Today we’re hearing from Frank Kuhn, College at Brockport professor and co-creator of Two of Mee, about the evolution of the show and the contributions of his many collaborators.
Two of Mee started seven years ago with an invitation from Andrea Vasquez, while she was a graduate student in Dance at The College at Brockport, to collaborate on a new work. I suggested some texts, and she was most excited by a short play that the playwright, Charles Mee, then called My House Was Leaning to One Side (Mee later changed its title to Life Is a Dream). We invited J.J. Kaufmann, a composer from the music staff in the Department of Dance, and Nanako Horikawa, a talented undergraduate dancer and choreographer, to join us in building and sharing an abbreviated version of the piece in spring, 2010. We so much enjoyed the collaboration, and the unfolding of the piece, that we continued meeting (in Brockport, Texas, and Iowa) over the next six years, exploring and expanding the work whenever we all four had the time, with no clear idea of the its ultimate shape, or where or when we would perform it. We also took advantage of Mr. Mee’s advice regarding his plays, to “use them freely as a resource for your own work,” and added a few other voices to those he had collected from the evening news, the internet, and his collaborators. This spring, we decided to “finish” (whatever that meant) Life Is a Dream in Decorah, Iowa, and we presented a preview performance at Luther College.

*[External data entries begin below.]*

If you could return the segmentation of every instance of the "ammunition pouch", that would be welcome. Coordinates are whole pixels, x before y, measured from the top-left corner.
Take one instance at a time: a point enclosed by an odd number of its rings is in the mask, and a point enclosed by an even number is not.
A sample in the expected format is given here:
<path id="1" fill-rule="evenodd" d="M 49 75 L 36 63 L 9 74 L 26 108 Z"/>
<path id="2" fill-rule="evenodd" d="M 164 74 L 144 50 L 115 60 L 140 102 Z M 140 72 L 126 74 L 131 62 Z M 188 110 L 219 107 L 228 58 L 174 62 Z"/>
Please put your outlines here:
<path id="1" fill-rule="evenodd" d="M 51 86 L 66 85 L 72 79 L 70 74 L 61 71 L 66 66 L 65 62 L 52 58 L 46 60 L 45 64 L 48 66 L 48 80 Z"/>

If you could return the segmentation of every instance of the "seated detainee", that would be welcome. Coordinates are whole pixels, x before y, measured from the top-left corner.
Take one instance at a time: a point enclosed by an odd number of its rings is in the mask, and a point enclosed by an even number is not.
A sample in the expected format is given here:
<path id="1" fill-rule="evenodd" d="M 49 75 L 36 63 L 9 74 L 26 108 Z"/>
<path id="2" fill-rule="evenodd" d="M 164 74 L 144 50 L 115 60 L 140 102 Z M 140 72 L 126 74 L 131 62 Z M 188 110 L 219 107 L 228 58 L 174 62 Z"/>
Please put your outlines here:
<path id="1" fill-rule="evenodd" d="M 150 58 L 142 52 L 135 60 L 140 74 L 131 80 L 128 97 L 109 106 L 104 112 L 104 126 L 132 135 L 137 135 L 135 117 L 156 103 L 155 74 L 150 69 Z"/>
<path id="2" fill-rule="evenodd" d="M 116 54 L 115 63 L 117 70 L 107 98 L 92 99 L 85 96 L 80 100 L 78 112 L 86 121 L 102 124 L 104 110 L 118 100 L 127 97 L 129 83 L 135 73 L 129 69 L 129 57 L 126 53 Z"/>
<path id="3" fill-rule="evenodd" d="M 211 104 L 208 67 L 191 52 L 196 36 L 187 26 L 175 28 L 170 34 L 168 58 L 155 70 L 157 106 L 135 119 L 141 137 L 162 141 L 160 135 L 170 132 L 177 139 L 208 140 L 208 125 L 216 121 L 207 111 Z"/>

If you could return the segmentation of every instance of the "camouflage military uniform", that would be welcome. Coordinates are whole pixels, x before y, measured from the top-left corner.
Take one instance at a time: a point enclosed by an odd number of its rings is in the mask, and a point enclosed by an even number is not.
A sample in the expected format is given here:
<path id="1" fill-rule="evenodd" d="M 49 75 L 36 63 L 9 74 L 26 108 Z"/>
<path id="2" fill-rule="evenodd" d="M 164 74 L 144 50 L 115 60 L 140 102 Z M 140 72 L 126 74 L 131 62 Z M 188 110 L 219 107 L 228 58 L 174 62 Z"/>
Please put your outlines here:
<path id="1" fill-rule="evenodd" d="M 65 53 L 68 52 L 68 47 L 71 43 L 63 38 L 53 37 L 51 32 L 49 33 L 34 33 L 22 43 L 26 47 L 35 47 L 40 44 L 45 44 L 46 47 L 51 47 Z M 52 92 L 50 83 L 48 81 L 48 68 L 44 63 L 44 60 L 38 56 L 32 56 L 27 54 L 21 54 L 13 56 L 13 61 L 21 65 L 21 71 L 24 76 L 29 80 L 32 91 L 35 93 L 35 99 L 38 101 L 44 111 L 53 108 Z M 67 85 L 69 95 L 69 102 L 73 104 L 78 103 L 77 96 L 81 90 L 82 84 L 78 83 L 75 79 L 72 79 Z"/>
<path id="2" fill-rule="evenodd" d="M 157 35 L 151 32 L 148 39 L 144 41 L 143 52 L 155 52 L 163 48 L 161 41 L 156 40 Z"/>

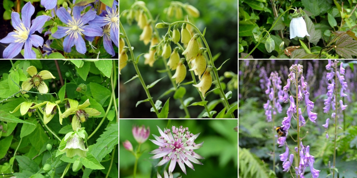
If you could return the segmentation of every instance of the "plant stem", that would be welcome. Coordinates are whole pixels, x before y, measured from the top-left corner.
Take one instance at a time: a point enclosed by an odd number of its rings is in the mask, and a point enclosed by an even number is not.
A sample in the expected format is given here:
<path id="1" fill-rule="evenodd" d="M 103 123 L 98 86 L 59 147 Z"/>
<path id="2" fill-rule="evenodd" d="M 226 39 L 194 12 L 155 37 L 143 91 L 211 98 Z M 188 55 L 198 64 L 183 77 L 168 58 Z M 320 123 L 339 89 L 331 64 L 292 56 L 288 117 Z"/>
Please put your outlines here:
<path id="1" fill-rule="evenodd" d="M 270 29 L 269 29 L 269 30 L 268 31 L 268 33 L 269 32 L 270 32 L 270 31 L 272 29 L 273 29 L 273 27 L 274 26 L 275 26 L 275 24 L 276 24 L 276 23 L 277 22 L 278 22 L 278 20 L 279 20 L 279 19 L 280 19 L 280 17 L 281 17 L 283 16 L 283 15 L 285 13 L 286 13 L 289 10 L 294 10 L 294 11 L 296 11 L 296 10 L 295 10 L 295 9 L 292 9 L 292 8 L 290 8 L 290 9 L 287 9 L 285 11 L 285 12 L 284 12 L 281 15 L 280 15 L 280 16 L 279 16 L 278 17 L 277 19 L 276 19 L 276 20 L 275 21 L 275 23 L 274 23 L 274 24 L 273 24 L 273 25 L 270 28 Z M 263 37 L 262 39 L 264 39 L 264 38 L 265 38 L 265 37 L 266 37 L 267 36 L 267 35 L 268 35 L 267 33 L 266 33 L 265 34 L 265 35 L 264 36 L 264 37 Z M 247 54 L 247 56 L 246 56 L 245 57 L 244 57 L 244 58 L 245 59 L 246 59 L 247 57 L 248 57 L 249 56 L 249 55 L 250 55 L 250 54 L 251 54 L 254 51 L 254 50 L 255 49 L 255 48 L 257 48 L 257 47 L 258 47 L 258 46 L 259 45 L 259 44 L 260 44 L 260 43 L 262 42 L 262 40 L 259 40 L 259 42 L 258 42 L 258 43 L 257 43 L 257 44 L 255 45 L 255 46 L 254 47 L 254 48 L 253 48 L 253 49 L 252 49 L 252 51 L 250 51 L 250 52 L 249 54 Z"/>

About 18 months ago, Olivia Howard and Lynea D’Aprix, Dance majors with whom I had worked in the Theatre program at Brockport, also expressed an interest in developing a performance piece. We looked at texts by Virginia Woolf, Anne Carson, Charles Mee, and others; Lynea and Olivia were attracted by the wit and insights they found in some of the women’s monologues from Mee’s plays, which he had collected under the title Love Sonnets: Things Women Say. So we we started working, more like playing really, with the text, again collaboratively and with no performance in sight. Last spring, it occurred to us to pair the selected women’s monologues, which we named “Mee & She,” with “Life Is a Dream” for the Rochester Fringe Festival.

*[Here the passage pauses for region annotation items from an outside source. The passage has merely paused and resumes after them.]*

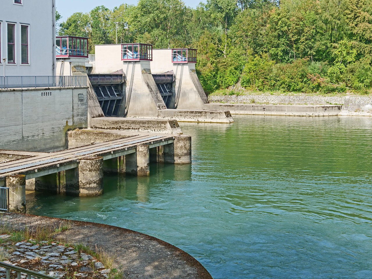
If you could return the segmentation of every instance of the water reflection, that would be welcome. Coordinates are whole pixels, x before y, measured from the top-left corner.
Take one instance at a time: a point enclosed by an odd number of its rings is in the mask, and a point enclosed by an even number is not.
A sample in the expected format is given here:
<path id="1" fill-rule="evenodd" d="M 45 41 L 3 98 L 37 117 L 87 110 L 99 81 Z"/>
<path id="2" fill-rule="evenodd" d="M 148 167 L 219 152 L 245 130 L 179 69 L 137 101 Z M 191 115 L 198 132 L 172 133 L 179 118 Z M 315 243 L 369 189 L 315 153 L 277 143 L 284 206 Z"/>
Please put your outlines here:
<path id="1" fill-rule="evenodd" d="M 234 119 L 181 124 L 191 164 L 105 176 L 100 197 L 36 194 L 28 212 L 153 235 L 215 279 L 372 278 L 372 118 Z"/>

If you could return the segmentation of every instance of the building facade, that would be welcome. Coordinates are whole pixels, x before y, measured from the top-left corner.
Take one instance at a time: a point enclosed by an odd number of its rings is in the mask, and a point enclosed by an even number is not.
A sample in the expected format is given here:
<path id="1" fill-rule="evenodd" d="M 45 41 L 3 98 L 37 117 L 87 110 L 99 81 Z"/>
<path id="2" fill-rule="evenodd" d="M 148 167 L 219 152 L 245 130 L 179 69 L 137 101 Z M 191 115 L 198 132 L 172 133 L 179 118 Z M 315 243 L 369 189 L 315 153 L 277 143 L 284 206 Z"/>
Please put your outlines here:
<path id="1" fill-rule="evenodd" d="M 0 76 L 55 76 L 55 0 L 1 2 Z"/>

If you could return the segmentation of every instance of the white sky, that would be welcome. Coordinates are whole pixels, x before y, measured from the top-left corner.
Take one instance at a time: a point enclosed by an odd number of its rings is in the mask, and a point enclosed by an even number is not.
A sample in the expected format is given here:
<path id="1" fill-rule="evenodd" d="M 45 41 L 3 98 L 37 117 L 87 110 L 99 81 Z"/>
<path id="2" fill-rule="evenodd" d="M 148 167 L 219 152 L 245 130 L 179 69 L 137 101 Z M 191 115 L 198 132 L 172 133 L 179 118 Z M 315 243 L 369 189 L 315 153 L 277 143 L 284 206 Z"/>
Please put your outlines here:
<path id="1" fill-rule="evenodd" d="M 196 7 L 200 2 L 205 3 L 206 0 L 184 0 L 186 6 L 193 8 Z M 97 6 L 103 5 L 112 10 L 115 7 L 118 7 L 123 3 L 137 5 L 138 0 L 56 0 L 56 8 L 62 16 L 60 22 L 64 21 L 74 13 L 80 12 L 87 13 Z"/>

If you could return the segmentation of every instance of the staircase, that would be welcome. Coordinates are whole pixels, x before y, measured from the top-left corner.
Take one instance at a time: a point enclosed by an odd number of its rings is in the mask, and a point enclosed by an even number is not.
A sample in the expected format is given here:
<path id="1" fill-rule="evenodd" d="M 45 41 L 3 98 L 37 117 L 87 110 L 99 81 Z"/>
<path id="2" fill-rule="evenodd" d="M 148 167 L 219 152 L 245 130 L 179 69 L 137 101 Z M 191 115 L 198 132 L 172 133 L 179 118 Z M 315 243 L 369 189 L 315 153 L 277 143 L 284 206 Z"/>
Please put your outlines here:
<path id="1" fill-rule="evenodd" d="M 346 96 L 344 100 L 344 103 L 342 105 L 342 108 L 340 112 L 340 115 L 346 115 L 349 112 L 349 105 L 350 104 L 350 96 Z"/>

The two parts in Two of Mee, are very different in tone, but are similar in that they deal with paradoxical pairings and challenging dualities, in our individual and collective lives. In our performance, each is split between two voices. Part I, “Life Is a Dream,” wonders, with much compassion, how we might understand the human capacity to be simultaneously capable of great love and devastating destruction. “Mee & She,” with tongue often partly in cheek, explores the urge to pair up for life, and some of its ridiculous, even comic, social manifestations, while also offering a sly look at masculine pretensions and delusions in that regard.
If you’re unfamiliar with Charles Mee’s works, I urge you to take a look at the (re)making project, where he has published his plays, free to read online. His work is poetic, witty and profound in a rare way. Mee started as a playwright in the Off-Off Broadway scene in the 1960s, where his works were presented at theatres like La Mama and Café Cino. He then took a twenty year break from theatre, writing books on international politics, like Meeting at Potsdam (a Literary Guild main selection), and contemporary American politics, such as A Visit to Haldeman and Other States of Mind (a meditation on Watergate). In the mid-1980s, Mee returned to writing for the stage with Vienna Lusthaus, a collaboration with Martha Clarke. Over the last 20 years, his works have become increasingly popular in New York and regionally.
Exploring Mee’s texts, and collaborating across disciplines with Andrea, J.J., Nanako, Lynea, and Olivia, has been for me a source of great joy and wonder. I look forward to sharing that joy and wonder with the audience at the 2017 Rochester Fringe Festival.